Meshel and many leftists seem to think “secular society” means all worldviews except Christianity. It doesn’t. It means you have to live by the laws of the land which everybody gets an equal voice in debating and voting on, including those pesky Christians. No one is saying you have to believe the Bible. We’re saying we do, and our voice counts too. If you ask someone why they disagree with you, the answer is merely academic. It doesn’t matter. You don’t get to rule their worldview in or out of bounds. That’s forcing your beliefs on someone. Someone having beliefs and participating in a debate or voting with them isn’t.
4. Meshel Emotionally Blackmails Her Guest
“But what you can’t argue with is the suicide rate of the LGBTQI community is wayyy out of wack with the rest of Australia. So if anyone’s being bullied, or suffering trauma from this debate, surely you can’t argue that it’s white heterosexuals?”
Yes, you can argue with that. And we must. The intellectual dishonesty of this statement is monolithic. Show me the evidence. Show me here and now: where is the research that conclusively links a higher rate of suicide (not just attempts) for people suffering sexual and/or gender confusion with being exposed to public debates on social policy, excluding all other possible factors such as – oh I don’t know – sexual and/or gender confusion?
There is none. I don’t know where Meshel heard it, but it fits her dogma so she flings it around as fact, perhaps even believing it herself.
Margaret Court rightly points out that reliable research indicates that 92% of sexually confused people have experienced some kind of trauma in their lives. But that couldn’t possibly increase a risk of poor mental health, could it.
Meshel dismisses this statistic because it is inconvenient, she hasn’t read it, and there was a chance to score cheap laughs on Margaret’s rejection of Aly’s claim that “polling suggests…” [cue compliant audience laughter].
Meshel, try arguing with facts and evidence instead of emotional manipulation.
5. Gorgi Coghlan Asks If Tantrums Are Understandable
“Would you understand if current “gay” tennis players refused to play at Margaret Court Arena?”
Urghhh.
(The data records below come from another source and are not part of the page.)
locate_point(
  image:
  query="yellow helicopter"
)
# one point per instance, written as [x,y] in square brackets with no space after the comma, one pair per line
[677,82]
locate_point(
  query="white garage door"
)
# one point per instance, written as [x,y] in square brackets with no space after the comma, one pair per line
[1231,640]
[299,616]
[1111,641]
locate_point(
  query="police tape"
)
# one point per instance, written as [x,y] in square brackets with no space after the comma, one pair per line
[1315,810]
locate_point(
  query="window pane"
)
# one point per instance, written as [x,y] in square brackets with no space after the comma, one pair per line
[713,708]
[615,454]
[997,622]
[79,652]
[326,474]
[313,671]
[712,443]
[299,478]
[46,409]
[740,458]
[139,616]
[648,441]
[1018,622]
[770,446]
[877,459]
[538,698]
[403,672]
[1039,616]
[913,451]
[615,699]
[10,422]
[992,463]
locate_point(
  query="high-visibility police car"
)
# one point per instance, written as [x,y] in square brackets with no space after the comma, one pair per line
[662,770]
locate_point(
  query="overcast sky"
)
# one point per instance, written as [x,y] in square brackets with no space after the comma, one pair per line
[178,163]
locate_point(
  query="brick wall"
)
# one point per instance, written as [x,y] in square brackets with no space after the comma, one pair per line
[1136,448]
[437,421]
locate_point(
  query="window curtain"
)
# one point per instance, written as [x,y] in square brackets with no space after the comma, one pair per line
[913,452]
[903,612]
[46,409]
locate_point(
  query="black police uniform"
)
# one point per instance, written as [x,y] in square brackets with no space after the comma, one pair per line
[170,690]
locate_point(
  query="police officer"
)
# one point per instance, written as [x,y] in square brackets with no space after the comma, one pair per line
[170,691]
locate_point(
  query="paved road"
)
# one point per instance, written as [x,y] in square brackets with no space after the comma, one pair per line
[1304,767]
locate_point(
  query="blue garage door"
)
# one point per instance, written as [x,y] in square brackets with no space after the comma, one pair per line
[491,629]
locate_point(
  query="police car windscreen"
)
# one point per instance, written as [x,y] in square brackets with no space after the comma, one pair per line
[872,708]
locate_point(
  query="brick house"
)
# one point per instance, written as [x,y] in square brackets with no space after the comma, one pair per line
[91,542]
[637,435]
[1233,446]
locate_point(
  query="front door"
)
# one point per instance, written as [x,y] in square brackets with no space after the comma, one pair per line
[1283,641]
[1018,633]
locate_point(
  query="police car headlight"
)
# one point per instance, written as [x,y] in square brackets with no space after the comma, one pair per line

Of all the dumb questions… This show has never been credibly accused of intelligent journalism.
If a “professional” tennis player refused to play tennis at a specific arena because it was named after someone who disagreed with a proposed change in legislation and concurrently repeated over and over their high regard for all people’s dignity and worth, that would not be a professional tennis player.
That would be a child masquerading as a grown up, a person who had never grown up. That would be a snowflake, the kind who gets hysterical and behaves irrationally when the candidate or cause they voted for loses. That would be someone pouting and stomping their feet while they take their racket and ball and go home to cry themselves to sleep because somebody disagreed with them.
And it was an appallingly childish question. No reasonable person would “understand” such ridiculous behaviour.
Margaret Court responded well.
Our Prime Minister rose above the insipid bullying of one of our living legends, still audaciously fighting for Australia not on the court but in the culture war, and concluded the conversation by being quoted as saying earlier in the day.
“I think it’s very sad that they’re bringing my tennis into it. This is why I say it’s become bullying from the homosexual “gay” side of people. They’re now bullying us that we have to think like them. And I have my rights to say that I love them; I’ve got nothing against them. I’ve got nothing against any people of any kind.
I’m just saying that marriage is between a man and a woman. It’s a covenant in God’s eyes, and it’s a covenant which is very, very precious.”
“Whatever people may think of Margaret Court’s views about gay marriage – and she is entitled to have them and she is entitled to fly on whatever airline she likes or not – but she is one of the all time greats and the Margaret Court Arena celebrates Margaret Court the tennis player,” the Prime Minister said.
“She is one of the greatest of greats of tennis and that’s why the arena is named after her.”